Roy and his three colleagues deal exclusively with farm accounts in south Wales.

All the larger loans come directly under these four agricultural managers and although a branch manager may still deal with smaller borrowers, they are on hand to offer guidance to these customers too.

2.30pm. From the market we head for our next visit at Mr Thomass farm near Crymych. Although Roy travels to around 90% of his customers once a year to undertake an annual loan review, he will also visit when any major alterations to the farm business occur.

This visit was arranged to discuss a radical enterprise change.

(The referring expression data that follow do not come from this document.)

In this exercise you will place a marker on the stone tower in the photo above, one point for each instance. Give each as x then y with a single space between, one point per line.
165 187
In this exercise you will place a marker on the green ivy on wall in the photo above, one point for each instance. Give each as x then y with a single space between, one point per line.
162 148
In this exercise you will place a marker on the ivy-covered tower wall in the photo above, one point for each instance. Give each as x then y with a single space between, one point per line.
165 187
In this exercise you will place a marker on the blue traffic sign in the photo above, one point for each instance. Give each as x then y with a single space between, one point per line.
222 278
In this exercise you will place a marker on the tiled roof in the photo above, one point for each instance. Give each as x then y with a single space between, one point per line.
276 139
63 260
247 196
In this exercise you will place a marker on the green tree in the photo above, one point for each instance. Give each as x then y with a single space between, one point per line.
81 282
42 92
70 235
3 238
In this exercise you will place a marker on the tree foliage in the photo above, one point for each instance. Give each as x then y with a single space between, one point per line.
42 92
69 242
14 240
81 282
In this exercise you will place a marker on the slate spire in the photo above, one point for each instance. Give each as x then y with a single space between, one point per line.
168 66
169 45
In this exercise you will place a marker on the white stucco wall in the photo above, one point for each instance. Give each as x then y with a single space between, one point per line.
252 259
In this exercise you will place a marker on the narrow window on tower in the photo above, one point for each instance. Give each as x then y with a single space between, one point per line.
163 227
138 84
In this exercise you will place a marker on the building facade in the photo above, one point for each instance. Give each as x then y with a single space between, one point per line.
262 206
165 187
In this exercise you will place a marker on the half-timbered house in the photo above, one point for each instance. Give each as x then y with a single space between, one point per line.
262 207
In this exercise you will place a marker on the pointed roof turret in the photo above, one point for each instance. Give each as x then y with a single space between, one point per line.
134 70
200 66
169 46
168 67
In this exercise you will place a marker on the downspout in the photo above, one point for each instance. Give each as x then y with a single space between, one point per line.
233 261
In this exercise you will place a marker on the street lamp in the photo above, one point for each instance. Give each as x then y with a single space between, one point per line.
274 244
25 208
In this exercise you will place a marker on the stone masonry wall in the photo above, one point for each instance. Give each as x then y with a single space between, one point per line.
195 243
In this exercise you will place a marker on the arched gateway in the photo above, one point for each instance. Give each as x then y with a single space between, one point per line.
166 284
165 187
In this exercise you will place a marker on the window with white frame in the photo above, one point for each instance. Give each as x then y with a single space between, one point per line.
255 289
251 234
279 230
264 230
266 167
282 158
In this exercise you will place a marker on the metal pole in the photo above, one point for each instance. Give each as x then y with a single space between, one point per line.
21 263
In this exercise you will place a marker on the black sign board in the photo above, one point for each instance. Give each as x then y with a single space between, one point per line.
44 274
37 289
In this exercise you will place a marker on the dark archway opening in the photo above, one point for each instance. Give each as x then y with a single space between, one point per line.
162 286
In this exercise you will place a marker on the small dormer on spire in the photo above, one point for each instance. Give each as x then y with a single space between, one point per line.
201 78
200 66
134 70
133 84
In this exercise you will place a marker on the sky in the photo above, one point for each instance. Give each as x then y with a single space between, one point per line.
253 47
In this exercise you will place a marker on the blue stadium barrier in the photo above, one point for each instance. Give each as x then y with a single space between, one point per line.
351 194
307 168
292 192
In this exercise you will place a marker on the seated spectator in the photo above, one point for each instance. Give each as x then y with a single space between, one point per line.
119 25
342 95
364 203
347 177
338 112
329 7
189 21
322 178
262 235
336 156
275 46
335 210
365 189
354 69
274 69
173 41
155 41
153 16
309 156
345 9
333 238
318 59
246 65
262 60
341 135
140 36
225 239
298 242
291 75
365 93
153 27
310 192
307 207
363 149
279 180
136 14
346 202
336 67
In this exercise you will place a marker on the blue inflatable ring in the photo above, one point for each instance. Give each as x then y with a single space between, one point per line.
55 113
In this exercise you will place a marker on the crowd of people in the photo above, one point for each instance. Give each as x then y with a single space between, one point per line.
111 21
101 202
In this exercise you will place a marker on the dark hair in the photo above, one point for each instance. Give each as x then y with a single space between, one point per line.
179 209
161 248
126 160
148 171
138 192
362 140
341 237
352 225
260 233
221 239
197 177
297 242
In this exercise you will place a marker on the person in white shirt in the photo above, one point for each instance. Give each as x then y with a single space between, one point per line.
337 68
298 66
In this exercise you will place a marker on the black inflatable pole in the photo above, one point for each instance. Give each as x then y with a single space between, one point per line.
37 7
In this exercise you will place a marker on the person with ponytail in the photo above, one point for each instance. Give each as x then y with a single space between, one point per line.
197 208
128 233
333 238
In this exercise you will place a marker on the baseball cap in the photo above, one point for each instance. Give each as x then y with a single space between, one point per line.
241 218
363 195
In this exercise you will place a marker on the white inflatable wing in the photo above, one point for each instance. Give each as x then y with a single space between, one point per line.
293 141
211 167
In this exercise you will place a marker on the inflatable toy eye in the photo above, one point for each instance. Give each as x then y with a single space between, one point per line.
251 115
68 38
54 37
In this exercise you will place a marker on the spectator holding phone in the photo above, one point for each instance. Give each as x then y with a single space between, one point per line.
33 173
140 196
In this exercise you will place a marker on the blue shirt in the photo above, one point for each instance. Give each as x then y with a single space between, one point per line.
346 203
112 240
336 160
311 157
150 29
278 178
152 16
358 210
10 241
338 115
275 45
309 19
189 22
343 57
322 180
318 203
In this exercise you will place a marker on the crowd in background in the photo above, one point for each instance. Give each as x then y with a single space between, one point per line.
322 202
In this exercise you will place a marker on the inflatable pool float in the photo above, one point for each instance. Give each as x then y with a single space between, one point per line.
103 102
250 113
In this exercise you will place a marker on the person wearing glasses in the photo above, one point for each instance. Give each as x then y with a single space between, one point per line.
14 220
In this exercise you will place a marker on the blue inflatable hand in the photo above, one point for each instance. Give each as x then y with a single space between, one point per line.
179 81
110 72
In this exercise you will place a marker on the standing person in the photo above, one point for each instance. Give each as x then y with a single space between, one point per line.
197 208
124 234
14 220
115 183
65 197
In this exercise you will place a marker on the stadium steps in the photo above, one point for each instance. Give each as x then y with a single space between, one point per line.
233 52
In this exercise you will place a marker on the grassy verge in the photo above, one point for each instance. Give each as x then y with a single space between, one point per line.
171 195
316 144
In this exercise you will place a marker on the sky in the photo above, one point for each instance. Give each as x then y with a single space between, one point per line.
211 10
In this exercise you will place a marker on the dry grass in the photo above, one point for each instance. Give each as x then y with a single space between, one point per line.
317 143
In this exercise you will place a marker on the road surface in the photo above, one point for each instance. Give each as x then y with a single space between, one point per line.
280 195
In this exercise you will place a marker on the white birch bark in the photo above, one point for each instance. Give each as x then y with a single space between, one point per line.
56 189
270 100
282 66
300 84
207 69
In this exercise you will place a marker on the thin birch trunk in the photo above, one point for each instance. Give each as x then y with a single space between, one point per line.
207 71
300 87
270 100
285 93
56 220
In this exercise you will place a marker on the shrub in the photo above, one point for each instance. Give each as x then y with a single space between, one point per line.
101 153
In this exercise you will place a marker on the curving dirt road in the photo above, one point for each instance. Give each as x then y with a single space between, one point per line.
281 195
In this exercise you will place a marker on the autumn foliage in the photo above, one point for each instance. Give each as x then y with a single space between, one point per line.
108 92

Mr Thomas recently sold all the milk quota to pursue a beef and sheep system. The problem Roy has to address is how best to channel the money from the milk quota sale into buying suckler cow and sheep quota and suitable livestock:

"This is the best part of the job, getting out on to the farms and being involved in the complete cycle that is farming. There is no other industry like it," he explains.

4pm. From the Crymych area we return to Carmarthen and the show ground venue of the recently held Welsh Dairy Event. As Midland Bank is one of the main sponsors, Roy needs to review its success and consider future involvement.

As expected, the events chief executive confirms attendance was up and a small profit expected.

5pm. Back at the office Roy signs the letters dictated earlier this morning and bids me goodbye – but his day is far from over. Tonight, he is attending a local farmers conference co-sponsored by the Midland Bank, but first his boss (one of the conference speakers) needs collecting off the London train.

With over 100 farmers expected to attend the discussion, aptly titled Dairy farming – coping with change, it promises to be an interesting, if not long, night ahead.

Left: Roy Davies (right) and farmer Richard John tour the new milking parlour at Chapel Hill Farm, Narbeth. Below: Reviewing the days trade at Whitland market with local auctioneer Martin Jones of JJ Morris Auctioneers (centre) and a local farmer.